В Алма-Ате у Марата был друг по прозвищу Дикарь. Серьёзными делами занимался этот друг, и Мара периодически отправлял к нему наших пацанов «на работу». Стал проситься и я. Но Марат не отпускал. Он не хотел ввязывать меня в откровенный криминал. Хотел продвигать меня по спорту, и всячески отговаривал от посетившей меня идеи срубить лёгких денег. Не понимал зачем мне это, ведь есть перспектива объездить всю Европу, а то и мир. И деньги появятся, нужно только тренироваться. Он не знал про Голливуд. Я ему не рассказывал. Вобщем, я настаивал, и в конце июля 1995-го я и Арман — младший брат Марата — отправились в коммандировку в южную столицу. Я не представлял чем мне придётся там заниматься. Марат в подробности не вдавался. Сказал лишь, что наши местные «делишки» в сравнении с предстоящим мне в Алма-Ате — детские игры.

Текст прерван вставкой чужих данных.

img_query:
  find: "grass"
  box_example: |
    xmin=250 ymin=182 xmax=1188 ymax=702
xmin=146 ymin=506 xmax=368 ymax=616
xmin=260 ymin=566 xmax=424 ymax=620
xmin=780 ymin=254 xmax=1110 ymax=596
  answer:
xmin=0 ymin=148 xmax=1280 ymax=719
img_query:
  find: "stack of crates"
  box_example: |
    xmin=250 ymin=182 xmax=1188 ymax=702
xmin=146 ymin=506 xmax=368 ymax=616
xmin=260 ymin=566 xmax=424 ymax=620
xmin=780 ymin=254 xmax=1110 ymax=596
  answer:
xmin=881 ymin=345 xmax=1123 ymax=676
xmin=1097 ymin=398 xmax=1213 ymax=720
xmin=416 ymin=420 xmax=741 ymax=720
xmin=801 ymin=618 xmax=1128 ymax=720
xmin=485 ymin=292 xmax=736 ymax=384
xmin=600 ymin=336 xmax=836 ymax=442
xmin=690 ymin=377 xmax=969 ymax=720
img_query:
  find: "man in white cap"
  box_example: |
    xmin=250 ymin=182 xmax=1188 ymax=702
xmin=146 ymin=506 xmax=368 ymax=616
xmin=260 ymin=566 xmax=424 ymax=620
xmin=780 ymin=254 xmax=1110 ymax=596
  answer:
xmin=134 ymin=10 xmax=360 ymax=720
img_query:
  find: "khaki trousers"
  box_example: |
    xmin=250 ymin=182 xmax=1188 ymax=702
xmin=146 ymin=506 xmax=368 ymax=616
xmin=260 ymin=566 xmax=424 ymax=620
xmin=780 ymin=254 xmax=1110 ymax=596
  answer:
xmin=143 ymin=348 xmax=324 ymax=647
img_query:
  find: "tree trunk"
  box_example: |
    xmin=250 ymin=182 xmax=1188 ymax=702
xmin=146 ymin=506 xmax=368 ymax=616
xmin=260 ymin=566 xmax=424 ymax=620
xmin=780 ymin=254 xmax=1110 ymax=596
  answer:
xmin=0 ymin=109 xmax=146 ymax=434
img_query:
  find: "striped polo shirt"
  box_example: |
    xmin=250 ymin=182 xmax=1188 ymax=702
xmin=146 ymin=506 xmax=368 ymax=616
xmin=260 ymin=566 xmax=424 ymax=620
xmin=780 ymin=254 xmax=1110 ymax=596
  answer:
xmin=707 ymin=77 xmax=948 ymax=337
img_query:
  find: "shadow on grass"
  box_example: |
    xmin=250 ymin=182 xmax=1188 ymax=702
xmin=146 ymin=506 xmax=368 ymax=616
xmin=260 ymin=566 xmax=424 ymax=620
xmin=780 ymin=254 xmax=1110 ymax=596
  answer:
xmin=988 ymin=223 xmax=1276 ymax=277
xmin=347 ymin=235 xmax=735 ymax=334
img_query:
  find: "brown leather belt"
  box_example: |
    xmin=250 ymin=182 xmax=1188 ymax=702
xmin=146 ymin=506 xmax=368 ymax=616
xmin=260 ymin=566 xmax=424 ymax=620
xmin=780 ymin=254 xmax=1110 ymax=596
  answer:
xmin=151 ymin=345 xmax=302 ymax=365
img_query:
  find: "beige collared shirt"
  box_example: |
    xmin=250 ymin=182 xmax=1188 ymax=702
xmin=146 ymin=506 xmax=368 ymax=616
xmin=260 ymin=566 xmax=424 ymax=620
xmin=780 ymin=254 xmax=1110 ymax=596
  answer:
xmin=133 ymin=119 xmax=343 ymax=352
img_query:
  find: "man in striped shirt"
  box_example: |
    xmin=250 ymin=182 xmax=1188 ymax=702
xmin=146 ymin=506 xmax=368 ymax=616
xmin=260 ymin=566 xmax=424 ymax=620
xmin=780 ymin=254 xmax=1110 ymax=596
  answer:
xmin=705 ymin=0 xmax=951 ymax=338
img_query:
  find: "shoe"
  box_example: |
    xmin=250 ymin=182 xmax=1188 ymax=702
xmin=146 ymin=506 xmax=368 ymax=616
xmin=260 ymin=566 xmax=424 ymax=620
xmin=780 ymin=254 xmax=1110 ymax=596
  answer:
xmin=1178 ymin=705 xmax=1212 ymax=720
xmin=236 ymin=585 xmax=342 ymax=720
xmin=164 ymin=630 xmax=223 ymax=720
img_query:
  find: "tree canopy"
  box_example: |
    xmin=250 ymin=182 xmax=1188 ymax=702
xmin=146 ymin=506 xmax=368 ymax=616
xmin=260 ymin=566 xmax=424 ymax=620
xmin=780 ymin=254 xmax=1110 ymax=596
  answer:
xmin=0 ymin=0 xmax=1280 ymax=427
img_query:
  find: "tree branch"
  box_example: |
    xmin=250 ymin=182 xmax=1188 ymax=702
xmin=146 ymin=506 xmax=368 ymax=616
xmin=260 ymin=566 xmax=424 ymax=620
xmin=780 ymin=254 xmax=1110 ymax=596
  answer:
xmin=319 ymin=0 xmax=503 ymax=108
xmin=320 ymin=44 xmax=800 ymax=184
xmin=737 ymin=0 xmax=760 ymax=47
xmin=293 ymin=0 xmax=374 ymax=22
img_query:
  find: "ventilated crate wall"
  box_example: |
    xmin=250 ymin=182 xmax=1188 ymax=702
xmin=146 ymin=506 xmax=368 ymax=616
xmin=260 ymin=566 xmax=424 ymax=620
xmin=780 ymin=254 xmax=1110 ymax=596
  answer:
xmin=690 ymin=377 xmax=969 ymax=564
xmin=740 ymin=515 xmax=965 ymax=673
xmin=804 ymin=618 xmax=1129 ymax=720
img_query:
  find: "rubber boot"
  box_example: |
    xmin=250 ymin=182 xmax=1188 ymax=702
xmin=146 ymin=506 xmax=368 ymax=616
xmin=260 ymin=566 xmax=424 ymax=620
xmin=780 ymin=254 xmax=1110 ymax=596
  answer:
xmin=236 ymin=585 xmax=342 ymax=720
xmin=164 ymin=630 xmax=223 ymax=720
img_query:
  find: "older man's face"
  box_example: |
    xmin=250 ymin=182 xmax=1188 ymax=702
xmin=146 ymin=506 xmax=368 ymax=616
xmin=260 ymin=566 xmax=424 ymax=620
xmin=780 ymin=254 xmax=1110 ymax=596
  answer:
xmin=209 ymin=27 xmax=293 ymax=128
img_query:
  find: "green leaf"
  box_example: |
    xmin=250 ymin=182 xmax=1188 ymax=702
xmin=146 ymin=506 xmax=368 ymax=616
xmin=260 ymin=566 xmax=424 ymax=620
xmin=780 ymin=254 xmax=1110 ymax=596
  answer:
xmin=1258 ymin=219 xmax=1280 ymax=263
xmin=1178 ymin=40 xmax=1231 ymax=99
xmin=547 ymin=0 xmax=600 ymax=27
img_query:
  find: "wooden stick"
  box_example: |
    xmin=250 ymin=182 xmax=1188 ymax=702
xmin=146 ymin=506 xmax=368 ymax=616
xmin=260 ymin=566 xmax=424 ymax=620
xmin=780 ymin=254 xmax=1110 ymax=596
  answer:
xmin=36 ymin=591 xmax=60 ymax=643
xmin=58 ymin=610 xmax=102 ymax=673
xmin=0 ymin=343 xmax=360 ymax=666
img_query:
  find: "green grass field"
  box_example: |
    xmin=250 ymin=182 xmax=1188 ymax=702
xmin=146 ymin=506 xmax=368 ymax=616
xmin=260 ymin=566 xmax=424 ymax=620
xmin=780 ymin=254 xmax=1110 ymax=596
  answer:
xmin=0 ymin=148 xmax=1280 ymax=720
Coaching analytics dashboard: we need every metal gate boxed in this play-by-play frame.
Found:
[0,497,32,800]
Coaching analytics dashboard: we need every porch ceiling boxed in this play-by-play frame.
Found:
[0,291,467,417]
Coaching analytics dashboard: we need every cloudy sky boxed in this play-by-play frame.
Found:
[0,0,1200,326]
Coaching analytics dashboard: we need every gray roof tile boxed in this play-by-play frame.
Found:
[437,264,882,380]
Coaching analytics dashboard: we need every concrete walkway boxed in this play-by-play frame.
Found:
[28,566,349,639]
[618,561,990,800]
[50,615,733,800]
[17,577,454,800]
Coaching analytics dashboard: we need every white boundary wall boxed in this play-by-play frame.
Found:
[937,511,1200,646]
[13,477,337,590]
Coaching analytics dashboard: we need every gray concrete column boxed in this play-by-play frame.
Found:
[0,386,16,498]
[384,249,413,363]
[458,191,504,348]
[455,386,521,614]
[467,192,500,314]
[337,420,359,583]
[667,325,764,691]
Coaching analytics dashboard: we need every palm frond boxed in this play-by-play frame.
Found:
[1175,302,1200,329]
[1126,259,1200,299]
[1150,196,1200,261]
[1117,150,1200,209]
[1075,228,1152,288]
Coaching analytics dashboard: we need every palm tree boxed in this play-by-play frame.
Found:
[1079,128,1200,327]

Одно почти мистическое обстоятельство предшествовало нашему отъезду. Поздно ночью я заехал домой, чтобы взять вещи. До отправления поезда оставалось что-то около часа, и я очень торопился. Арман в «восьмёрке» остался ждать у подъезда, а я пулей взлетел на второй этаж, в родительскую квартиру. Отец и младшая сестра уже спали, мама же по-обыкновению дожидалась меня. Пропустив мимо ушей её недовольные распросы, я прошёл к себе в комнату, стал спешно запихивать в спортивную сумку какие-то шмотки. Мама притихла. Стоя за спиной, молча наблюдала за моими действиями. «Устроился на работу. С шефом еду в коммандировку на недельку» — не оборачиваясь, сухо отрапортовал ей. Также не обращая на мать внимания, прошёл в ванную, взял зубную щётку. У порога, вскинув сумку на плечо, решил обернуться. Мама стояла в своём розовом махровом халате. Такая маленькая и несчастная. В глазах слёзы. Сердце сжалось. Я обнял её. « Всего на неделю, ма». « Не уезжай, сынок» — только и сказала мне севшим голосом. Но я уже летел по лестнице вниз. Прыгнул в машину. Арману — «заводи!». Тот ключом клац-клац — машина не заводится. Не просто не заводится, а вообще молчит. Даже стартер не крутит, и приборная доска при повороте ключа не светится. Что за хрень? Машинка новая. В масле ещё, можно сказать. До поезда совсем немного времени. А ещё к Арману нужно заскочить, машину поставить. Тот матерится, продолжает попытки завести машину, бьёт по баранке, и снова пытается. Выходим из машины. Арман лезет под капот, я нервничаю. Ночь. На дворе ни души. Огромная луна освещает тёмный и безмолвный пятиэтажный дом, где я живу. Где я жил… Смотрю на окна родительской квартиры, и замечаю в тёмном окне три силуэта. Мама, папа, сестра. Зашибись! Какого хрена вы попросыпались?! Что за безмолвные проводы?! Психанув, сажусь в машину, с силой хлопнув дверцей. Арман следом. Ключ в замок — завелась. Мотор взревел, и взвизгнув покрышками мы вылетели со двора.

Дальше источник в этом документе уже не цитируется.